In seiner Rede zur konstituierenden Sitzung des 15. Deutschen Bundestages erinnert er daran, dass es in der bisherigen Geschichte des Bundestages eher eine Seltenheit sei, bereits mit 70 Jahren ältester Abgeordneter zu sein. „Nur Willy Brandt war 1983 acht Monate jünger als ich es heute bin, als er das Amt des Alterspräsidenten übernahm“, sagt Schily. Dieses Amt sei Brandt dann auch in den beiden folgenden Legislaturperioden erhalten geblieben. Schmunzelnd fügt Schily hinzu: „Den Hinweis darauf sollten Sie aber bitte nicht missverstehen, was meine Lebensperspektive angeht.“
„Ältere nicht aus dem politischen Leben fernhalten“
Allerdings solle der Bundestag in Betracht ziehen, dass auch die Generation der über 70-Jährigen ein Anrecht auf aktive Mitgestaltung der Politik geltend machen dürfe, nicht zuletzt im Hinblick auf die deutlich veränderte Altersstruktur der Gesellschaft. 1950 waren nach Schilys Angaben gerade einmal 5,6 Prozent der Bevölkerung in der damaligen Bundesrepublik 70 Jahre und älter. In der heutigen gesamtdeutschen Republik habe sich dieser Anteil auf 11,6 Prozent inzwischen mehr als verdoppelt.
Schily: „So begrüßenswert und notwendig es ist, dass die jüngere Generation für die Mitwirkung an der Politik innerhalb und außerhalb des Parlaments gewonnen wird, so wichtig und unterstützenswert ist es zugleich, die ältere Generation nicht aus dem aktiven politischen Leben fernzuhalten.“
Von den Grünen zur SPD
Der 1932 geborene Jurist gehört dem Bundestag seit 1983 an, damals als Mitglied der Grünen. Bekannt ist der Rechtsanwalt Schily aber schon in den siebziger Jahren, als er in Aufsehen erregenden Prozessen Terroristen der Roten Armee Fraktion (RAF) verteidigt. 1983 bis 1986 ist er Mitglied im Flick-Untersuchungsausschuss des Bundestages, der den ersten großen Parteiskandal der Republik aufklären sollte.

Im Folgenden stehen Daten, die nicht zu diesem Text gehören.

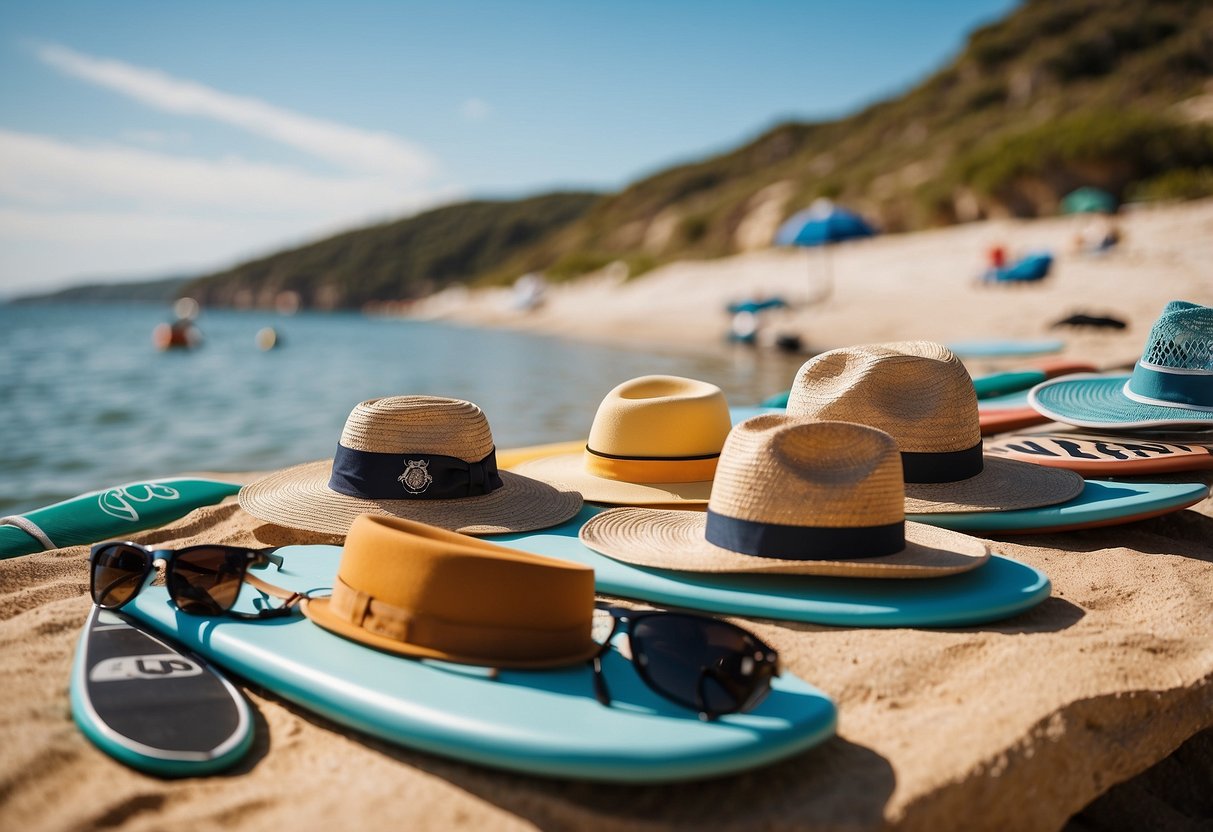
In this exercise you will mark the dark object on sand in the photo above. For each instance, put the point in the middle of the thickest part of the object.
(1099, 322)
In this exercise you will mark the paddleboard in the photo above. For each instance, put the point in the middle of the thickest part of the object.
(1093, 455)
(1008, 411)
(539, 722)
(1004, 347)
(1012, 381)
(1100, 503)
(152, 706)
(110, 513)
(997, 590)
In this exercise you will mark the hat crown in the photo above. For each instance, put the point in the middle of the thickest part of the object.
(791, 472)
(466, 585)
(661, 416)
(419, 425)
(1182, 337)
(916, 391)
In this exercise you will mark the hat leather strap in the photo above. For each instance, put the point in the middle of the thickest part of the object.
(943, 467)
(1171, 387)
(376, 476)
(789, 542)
(487, 642)
(650, 468)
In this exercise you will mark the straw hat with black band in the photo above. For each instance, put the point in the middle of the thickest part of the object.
(427, 593)
(922, 395)
(654, 440)
(792, 497)
(420, 457)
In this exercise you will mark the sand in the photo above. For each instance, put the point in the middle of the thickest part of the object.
(1013, 725)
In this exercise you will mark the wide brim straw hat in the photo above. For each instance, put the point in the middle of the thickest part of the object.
(422, 592)
(792, 497)
(410, 456)
(654, 440)
(1171, 387)
(922, 395)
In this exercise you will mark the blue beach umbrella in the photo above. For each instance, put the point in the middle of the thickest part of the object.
(821, 224)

Nach parteiinternen Auseinandersetzungen verlässt das Gründungsmitglied 1989 die Grünen, tritt in die SPD ein und ist ab 1990 für die SPD Abgeordneter im Deutschen Bundestag. Er ist Mitglied in den Ausschüssen für Wirtschaft und für Umwelt, Naturschutz und Reaktorsicherheit.
Innenminister im Kabinett Schröder
Als Vorsitzender im Treuhand-Untersuchungsausschuss von 1993 bis 1994 kritisiert er die Abwicklungspraxis ostdeutscher Betriebe. 1994 wird er einer der stellvertretenden Fraktionsvorsitzenden und engagiert sich für den Bereich innere Sicherheit.
1998 – nach dem rot-grünen Wahlsieg – beruft ihn Bundeskanzler Gerhard Schröder als Innenminister in sein Kabinett. Seine Reform des Staatsbürgerrechts im Jahr 1999 ermöglicht unter anderem, in Deutschland geborenen Ausländerkindern die doppelte Staatsbürgerschaft bis zum 23. Lebensjahr. Gegen die zunehmende rechtsextreme Gewalt fordert er ein Bündnis für „Demokratie und Toleranz“.
Thema Sicherheitspolitik
Von ihm geht 2001 auch die Initiative für einen NPD-Verbotsantrag aus. Ebenso fällt in seine erste Amtszeit als Innenminister der Terror-Anschlag gegen die USA vom 11. September 2001, auf den er mit dem Terrorismusbekämpfungsgesetz reagiert, das der Bundestag am 14. Dezember 2001 verabschiedet. Am 9. Januar 2002 tritt es in Kraft.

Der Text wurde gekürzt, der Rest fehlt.